Concept in model theory

In model theory, a stable group is a group that is stable in the sense of stability theory.
An important class of examples is provided by groups of finite Morley rank (see below).

==Examples==
- A group of finite Morley rank is an abstract group G such that the formula x = x has finite Morley rank for the model G. It follows from the definition that the theory of a group of finite Morley rank is ω-stable; therefore groups of finite Morley rank are stable groups. Groups of finite Morley rank behave in certain ways like finite-dimensional objects. The striking similarities between groups of finite Morley rank and finite groups are an object of active research.
- All finite groups have finite Morley rank, in fact rank 0.
- Algebraic groups over algebraically closed fields have finite Morley rank, equal to their dimension as algebraic sets.
- Sela (2006) showed that free groups, and more generally torsion-free hyperbolic groups, are stable. Free groups on more than one generator are not superstable.

==The Cherlin–Zilber conjecture==
The Cherlin–Zilber conjecture (also called the algebraicity conjecture), due to Gregory Cherlin (1979) and Boris Zil'ber (1977), suggests that infinite (ω-stable) simple groups are simple algebraic groups over algebraically closed fields. The conjecture would have followed from Zilber's trichotomy conjecture.

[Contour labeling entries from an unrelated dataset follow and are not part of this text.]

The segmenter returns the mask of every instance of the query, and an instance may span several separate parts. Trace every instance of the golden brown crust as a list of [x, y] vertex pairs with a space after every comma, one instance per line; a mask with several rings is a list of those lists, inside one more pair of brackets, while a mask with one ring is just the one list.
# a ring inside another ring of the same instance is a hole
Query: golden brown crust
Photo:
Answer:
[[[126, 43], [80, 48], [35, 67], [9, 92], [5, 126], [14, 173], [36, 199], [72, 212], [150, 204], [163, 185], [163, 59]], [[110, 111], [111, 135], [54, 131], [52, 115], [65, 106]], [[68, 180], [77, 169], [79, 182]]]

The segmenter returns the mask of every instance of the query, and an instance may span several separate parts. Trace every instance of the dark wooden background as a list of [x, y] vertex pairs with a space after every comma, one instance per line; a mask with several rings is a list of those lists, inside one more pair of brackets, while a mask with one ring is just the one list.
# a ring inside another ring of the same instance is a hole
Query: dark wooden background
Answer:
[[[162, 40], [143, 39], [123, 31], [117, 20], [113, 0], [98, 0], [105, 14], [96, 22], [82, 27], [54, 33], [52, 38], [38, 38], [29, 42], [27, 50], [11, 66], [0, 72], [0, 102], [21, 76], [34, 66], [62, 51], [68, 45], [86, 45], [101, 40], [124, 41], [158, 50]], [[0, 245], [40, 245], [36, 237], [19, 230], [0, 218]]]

Cherlin posed the question for all ω-stable simple groups, but remarked that even the case of groups of finite Morley rank seemed hard.

Progress towards this conjecture has followed Borovik’s program of transferring methods used in classification of finite simple groups. One possible source of counterexamples is bad groups: nonsoluble connected groups of finite Morley rank all of whose proper connected definable subgroups are nilpotent. (A group is called connected if it has no definable subgroups of finite index other than itself.)

A number of special cases of this conjecture have been proved; for example:
- Any connected group of Morley rank 1 is abelian.
- Cherlin proved that a connected rank 2 group is solvable.
- Cherlin proved that a simple group of Morley rank 3 is either a bad group or isomorphic to PSL_{2}(K) for some algebraically closed field K that G interprets.
- Altinel, Borovik & Cherlin (2008) showed that an infinite group of finite Morley rank is either an algebraic group over an algebraically closed field of characteristic 2, or has finite 2-rank.